Warning: This isn’t one of my amusing posts. It’s a true story, yes, but without the spark of mischief most of my childhood stories seem to involve. Also, there are no pictures.
When I was almost 12, I found out my dad and I weren’t actually biologically related which led me to believe David Bowie was my father. It made sense to me at the time and sometimes I randomly hope it still turns out to be true because, come on, how cool would it be to have Ziggy Stardust, the Goblin King, as your dad? Pretty freaking cool.
Not long after I found out my dad wasn’t my dad, I had the opportunity to meet my biological father. I spent weeks being nervous. Who was he to me? What would I say when I met him? Was I mad at him? I thought I was but part of my anger was that, round-aboutly because of him, I had to start shaving my legs and I wasn’t ready for that. My dad, whom I now understood was actually my step-dad, was going to adopt me so I had to go to court and speak before the judge. The man who gave his sperm to make me was supposed to show up, as well, to tell the court he was ok with this. Because I was going to court, I had to wear pantyhose instead of my cute child tights and because I was going to wear pantyhose, I had to shave and because I didn’t want Band-Aids to be visible through the hose, I had to learn well in advance how to do this strange female thing without butchering myself (I only wore one Band-Aid for my court date, it was on my ankle bone which is still where it most often appears when I bother mowing down the leg hairs) Because I had an unknown father, I had to grow up sooner than I’d wanted.
So I shaved and wore pantyhose and went to court and spoke politely to the judge and was nervous about meeting my real dad only he didn’t show up and so defaulted his consent to my adoption. I never saw his face. I was hurt. Talk about “I shaved my legs for this?” A few years later, I thought about contacting him, finding him, meeting him, and this plan followed me well into my teen years. Then I just…forgot about him somehow. He was no longer a big deal. I’d gleaned enough information about him from my grandmother, my grandfather, my aunt, and others to know he wouldn’t make a difference in my life anyway.

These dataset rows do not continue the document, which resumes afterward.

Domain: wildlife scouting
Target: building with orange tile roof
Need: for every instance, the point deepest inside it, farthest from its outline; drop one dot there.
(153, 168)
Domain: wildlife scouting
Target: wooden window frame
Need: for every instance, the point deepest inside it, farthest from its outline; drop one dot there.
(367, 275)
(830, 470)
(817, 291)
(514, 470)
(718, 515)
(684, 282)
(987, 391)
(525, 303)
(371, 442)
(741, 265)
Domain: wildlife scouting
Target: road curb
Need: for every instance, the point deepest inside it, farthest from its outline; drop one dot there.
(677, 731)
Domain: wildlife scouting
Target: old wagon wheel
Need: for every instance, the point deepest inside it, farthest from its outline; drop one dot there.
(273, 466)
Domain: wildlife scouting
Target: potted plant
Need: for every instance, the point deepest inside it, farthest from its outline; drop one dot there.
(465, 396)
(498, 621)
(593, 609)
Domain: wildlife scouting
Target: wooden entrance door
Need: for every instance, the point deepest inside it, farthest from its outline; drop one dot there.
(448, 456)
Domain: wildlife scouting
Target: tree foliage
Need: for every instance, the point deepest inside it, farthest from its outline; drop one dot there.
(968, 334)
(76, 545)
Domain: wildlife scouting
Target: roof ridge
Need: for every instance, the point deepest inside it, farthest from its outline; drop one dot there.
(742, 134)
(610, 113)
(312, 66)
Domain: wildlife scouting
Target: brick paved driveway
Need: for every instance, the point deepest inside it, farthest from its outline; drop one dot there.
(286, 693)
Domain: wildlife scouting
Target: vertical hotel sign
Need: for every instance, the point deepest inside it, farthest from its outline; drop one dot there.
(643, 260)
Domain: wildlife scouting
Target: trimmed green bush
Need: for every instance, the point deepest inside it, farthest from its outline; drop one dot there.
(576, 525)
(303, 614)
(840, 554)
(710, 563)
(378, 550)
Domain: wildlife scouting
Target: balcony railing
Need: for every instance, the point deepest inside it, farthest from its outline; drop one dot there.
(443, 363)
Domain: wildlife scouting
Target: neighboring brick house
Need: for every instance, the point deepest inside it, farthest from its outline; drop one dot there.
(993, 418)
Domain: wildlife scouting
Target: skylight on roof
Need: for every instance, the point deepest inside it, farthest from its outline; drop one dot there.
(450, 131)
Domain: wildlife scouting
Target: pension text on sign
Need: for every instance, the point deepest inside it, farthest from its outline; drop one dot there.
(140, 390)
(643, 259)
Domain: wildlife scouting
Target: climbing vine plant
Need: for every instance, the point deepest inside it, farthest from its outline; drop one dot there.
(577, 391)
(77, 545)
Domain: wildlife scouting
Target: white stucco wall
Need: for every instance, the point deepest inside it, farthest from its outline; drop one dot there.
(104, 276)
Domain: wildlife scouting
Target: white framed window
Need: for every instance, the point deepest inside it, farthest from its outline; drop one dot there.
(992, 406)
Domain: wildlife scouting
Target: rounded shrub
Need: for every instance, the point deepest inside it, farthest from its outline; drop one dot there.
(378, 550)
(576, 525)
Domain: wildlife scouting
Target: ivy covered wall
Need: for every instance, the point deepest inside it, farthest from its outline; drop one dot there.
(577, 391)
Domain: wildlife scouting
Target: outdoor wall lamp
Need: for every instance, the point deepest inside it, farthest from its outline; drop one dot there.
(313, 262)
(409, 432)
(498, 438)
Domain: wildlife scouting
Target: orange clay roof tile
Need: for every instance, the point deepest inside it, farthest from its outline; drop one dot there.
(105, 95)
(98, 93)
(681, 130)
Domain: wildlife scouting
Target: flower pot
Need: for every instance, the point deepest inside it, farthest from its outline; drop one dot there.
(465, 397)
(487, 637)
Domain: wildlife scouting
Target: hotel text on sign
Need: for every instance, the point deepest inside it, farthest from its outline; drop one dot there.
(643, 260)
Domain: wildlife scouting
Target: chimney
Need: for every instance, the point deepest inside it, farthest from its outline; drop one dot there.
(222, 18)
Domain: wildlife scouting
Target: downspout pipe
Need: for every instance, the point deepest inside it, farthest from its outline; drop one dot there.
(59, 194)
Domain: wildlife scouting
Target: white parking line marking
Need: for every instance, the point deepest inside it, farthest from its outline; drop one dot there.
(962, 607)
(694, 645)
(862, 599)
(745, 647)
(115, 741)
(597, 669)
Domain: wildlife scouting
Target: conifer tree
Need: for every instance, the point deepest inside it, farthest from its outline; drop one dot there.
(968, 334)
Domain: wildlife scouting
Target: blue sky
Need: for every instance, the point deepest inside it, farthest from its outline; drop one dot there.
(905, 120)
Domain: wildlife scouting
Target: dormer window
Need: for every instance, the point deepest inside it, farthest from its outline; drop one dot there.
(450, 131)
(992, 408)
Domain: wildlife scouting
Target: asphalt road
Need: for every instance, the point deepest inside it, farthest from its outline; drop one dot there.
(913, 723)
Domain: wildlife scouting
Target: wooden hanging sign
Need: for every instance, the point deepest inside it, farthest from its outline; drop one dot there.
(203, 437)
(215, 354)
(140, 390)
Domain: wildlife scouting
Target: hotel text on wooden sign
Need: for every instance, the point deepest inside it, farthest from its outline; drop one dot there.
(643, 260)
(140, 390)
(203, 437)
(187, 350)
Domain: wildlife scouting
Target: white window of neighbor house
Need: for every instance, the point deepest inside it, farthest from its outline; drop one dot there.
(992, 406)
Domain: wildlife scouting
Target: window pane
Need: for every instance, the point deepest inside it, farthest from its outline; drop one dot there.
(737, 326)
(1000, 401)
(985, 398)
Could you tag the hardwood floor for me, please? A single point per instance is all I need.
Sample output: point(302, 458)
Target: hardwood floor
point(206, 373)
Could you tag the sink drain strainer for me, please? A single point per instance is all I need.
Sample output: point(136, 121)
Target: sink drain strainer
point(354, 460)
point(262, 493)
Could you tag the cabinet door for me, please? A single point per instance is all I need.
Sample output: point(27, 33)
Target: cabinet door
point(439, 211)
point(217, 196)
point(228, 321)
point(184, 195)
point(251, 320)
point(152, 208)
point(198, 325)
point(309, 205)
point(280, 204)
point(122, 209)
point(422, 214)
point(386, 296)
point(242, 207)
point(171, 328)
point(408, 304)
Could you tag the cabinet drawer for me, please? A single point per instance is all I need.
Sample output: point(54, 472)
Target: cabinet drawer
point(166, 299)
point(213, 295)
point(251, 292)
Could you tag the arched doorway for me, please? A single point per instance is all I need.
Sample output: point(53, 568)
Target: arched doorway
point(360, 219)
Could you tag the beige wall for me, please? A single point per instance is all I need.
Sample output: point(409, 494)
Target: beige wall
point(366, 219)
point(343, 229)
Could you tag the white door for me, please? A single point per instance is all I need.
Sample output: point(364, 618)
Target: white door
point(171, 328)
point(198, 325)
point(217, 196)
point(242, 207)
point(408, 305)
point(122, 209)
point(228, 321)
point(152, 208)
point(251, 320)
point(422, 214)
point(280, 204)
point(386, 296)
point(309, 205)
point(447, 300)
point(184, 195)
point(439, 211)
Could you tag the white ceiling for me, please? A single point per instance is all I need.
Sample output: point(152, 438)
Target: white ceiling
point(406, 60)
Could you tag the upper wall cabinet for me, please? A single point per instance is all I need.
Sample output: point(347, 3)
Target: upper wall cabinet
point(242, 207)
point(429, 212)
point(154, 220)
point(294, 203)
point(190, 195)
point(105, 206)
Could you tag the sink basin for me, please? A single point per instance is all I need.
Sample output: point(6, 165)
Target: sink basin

He came up again shortly after I got married the first time around, as we discussed having children. Yes, I discussed having children once, believe it or not. I’ve got a lot of health problems on my mom’s side of the family but I had no idea what else lurked in my blood and I realized I would have to contact this father of mine for a health history, you know, because that’s good planning. I didn’t try very hard to track the man down, mainly because (as I now know) I was using him as an excuse to put off getting pregnant. Soon enough, it became a moot point because that husband and I divorced and went our separate ways. After that, I knew I didn’t want to have children so as soon as I could, I got spayed and ceased having to worry about what mysteries reside in my DNA to potentially be passed along. I once again forgot about the father I didn’t know. Granted, it comes up from time to time, mostly when talking to Noelle or Alex because it always weirds us out to realize we’re only half-siblings. I used to hold that over them when I was a mean teen and wanted to distance myself from all the people in my family but I don’t think I’ve ever believed the truth of the fact. We’re sisters and brother and that’s that.

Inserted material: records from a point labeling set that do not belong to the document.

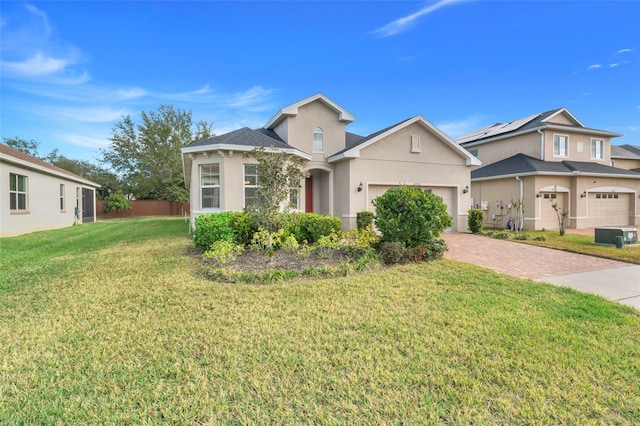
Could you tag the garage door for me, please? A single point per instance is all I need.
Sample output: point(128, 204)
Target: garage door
point(446, 193)
point(548, 214)
point(609, 209)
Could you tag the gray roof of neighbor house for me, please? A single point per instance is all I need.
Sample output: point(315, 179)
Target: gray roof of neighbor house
point(526, 124)
point(246, 137)
point(522, 164)
point(625, 151)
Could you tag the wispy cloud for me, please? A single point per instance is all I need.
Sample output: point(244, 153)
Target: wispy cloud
point(462, 126)
point(403, 24)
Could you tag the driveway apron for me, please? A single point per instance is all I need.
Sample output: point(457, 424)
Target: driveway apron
point(614, 280)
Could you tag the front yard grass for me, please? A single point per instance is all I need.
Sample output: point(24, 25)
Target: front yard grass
point(112, 322)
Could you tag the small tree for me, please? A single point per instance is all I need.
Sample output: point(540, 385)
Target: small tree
point(278, 174)
point(116, 201)
point(562, 215)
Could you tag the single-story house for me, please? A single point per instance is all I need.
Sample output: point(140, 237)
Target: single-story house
point(38, 196)
point(626, 157)
point(551, 158)
point(346, 171)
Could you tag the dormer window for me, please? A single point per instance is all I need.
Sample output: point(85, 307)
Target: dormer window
point(318, 140)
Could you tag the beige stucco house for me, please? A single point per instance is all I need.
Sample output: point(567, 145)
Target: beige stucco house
point(37, 196)
point(550, 158)
point(346, 171)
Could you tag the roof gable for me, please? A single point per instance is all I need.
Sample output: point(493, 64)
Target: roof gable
point(353, 151)
point(292, 110)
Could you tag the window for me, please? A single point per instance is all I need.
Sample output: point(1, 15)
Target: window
point(62, 197)
point(318, 140)
point(250, 184)
point(560, 146)
point(597, 149)
point(415, 143)
point(17, 192)
point(210, 186)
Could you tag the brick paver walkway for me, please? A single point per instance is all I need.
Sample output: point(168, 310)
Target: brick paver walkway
point(521, 260)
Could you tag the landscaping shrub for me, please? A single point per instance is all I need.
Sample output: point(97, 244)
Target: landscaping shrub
point(475, 220)
point(243, 227)
point(211, 228)
point(410, 216)
point(364, 220)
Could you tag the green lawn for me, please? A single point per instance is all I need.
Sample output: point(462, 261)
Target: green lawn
point(112, 322)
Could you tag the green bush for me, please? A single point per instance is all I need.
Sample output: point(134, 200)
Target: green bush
point(364, 220)
point(410, 216)
point(475, 220)
point(211, 228)
point(243, 227)
point(116, 201)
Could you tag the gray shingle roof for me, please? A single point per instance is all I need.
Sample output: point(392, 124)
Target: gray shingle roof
point(246, 137)
point(525, 164)
point(625, 151)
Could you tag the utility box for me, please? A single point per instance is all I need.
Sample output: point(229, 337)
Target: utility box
point(608, 234)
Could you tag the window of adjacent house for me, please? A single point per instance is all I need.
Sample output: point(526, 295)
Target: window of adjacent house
point(62, 196)
point(415, 143)
point(560, 145)
point(597, 149)
point(318, 140)
point(250, 184)
point(17, 192)
point(210, 186)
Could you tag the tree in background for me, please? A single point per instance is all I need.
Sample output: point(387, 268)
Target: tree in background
point(28, 147)
point(147, 154)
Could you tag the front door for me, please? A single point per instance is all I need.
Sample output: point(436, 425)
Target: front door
point(308, 195)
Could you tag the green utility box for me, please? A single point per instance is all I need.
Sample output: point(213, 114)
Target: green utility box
point(607, 235)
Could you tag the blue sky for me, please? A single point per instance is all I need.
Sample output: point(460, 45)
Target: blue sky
point(70, 70)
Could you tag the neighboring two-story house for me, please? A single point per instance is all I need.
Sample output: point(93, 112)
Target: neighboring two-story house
point(346, 171)
point(38, 196)
point(546, 159)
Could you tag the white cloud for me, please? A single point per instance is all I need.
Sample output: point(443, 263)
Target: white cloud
point(461, 127)
point(403, 24)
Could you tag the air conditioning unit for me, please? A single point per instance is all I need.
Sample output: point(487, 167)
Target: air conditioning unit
point(608, 234)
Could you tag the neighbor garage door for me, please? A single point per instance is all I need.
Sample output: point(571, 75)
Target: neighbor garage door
point(609, 209)
point(548, 214)
point(446, 193)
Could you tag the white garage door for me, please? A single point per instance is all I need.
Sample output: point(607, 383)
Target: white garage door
point(548, 214)
point(609, 209)
point(446, 193)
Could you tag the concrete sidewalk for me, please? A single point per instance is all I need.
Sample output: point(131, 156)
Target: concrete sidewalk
point(618, 281)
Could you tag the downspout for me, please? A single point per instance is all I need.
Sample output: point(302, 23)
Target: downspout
point(541, 144)
point(521, 212)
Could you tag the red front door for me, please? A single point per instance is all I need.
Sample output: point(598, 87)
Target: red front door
point(308, 195)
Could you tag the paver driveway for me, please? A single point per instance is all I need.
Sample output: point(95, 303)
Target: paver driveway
point(612, 279)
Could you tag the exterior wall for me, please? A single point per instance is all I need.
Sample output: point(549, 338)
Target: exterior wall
point(579, 147)
point(43, 202)
point(574, 194)
point(391, 162)
point(499, 150)
point(312, 115)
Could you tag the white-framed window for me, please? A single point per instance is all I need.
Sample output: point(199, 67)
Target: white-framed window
point(250, 184)
point(210, 186)
point(415, 143)
point(62, 197)
point(318, 140)
point(17, 192)
point(597, 149)
point(560, 146)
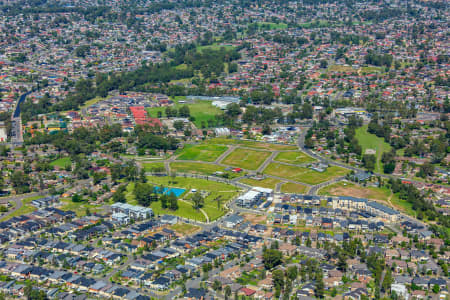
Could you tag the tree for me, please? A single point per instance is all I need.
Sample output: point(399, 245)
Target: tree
point(198, 200)
point(369, 161)
point(278, 281)
point(272, 258)
point(173, 202)
point(320, 285)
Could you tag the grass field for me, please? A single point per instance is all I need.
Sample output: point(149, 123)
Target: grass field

Now that I’m old, it’s a bit easier to look at this whole thing objectively. My life was never impacted by not knowing my biological father. It’s been an off-and-on source of curiosity but it certainly hasn’t impeded my progress or success nor has it contributed to any of my failures. I’ve had plenty of male role models in my life, from my grandfather and my uncles to my mom’s current husband. I like to think the self-inflicted shame of being a bastard (self-inflicted because nobody cared in the 80’s; it wasn’t a thing in my community) helped me be scrappier and stronger and more motivated to show the world that I could do whatever I set out to do despite my disadvantage which, as it turned out, wasn’t anything like a disadvantage at all. It’s not like I was denied college entry because I was the product of an unplanned teen pregnancy.
And yet…I sometimes wonder what it would be like to have a child and not know the child, not because the other parent has taken that opportunity from you but because it was a choice you made, yourself. You wouldn’t know it, but I do have a vague and incorrect idea of what it’s like to be a parent; I’ve helped to raise a lot of kids, some of them related and others not. I don’t know what it means to be a mother but I know what it feels like to love someone so much that you would kill someone else to protect her, that you would sacrifice your own life to save his, that you would make hard decisions based on their well-being if you had to. I know that kind love even if the children I feel that way toward did not come from my uterus. I know what it’s like to choose not to have children but I don’t know how it feels to have a child come from me and then to never see it, never acknowledge it, by choice. I know there are plenty of parents out there who are in that exact situation. Do they ever wonder what has become of their kids? Do they grow old and wish they’d have made a connection so that they’d have one more person who will care when they die? Or do those children never appear in their thoughts? Does my father think of me as often – or as little – as I think of him? I guess it’s different for every one of those parents, but it all seems strange to me. The thing my family has taught me is that, even if you hate them, family is everything, it’s vitally important, a cornerstone to your entire being. Luckily, I love my family (most of the time), both the family I was born with and the family that has grown since.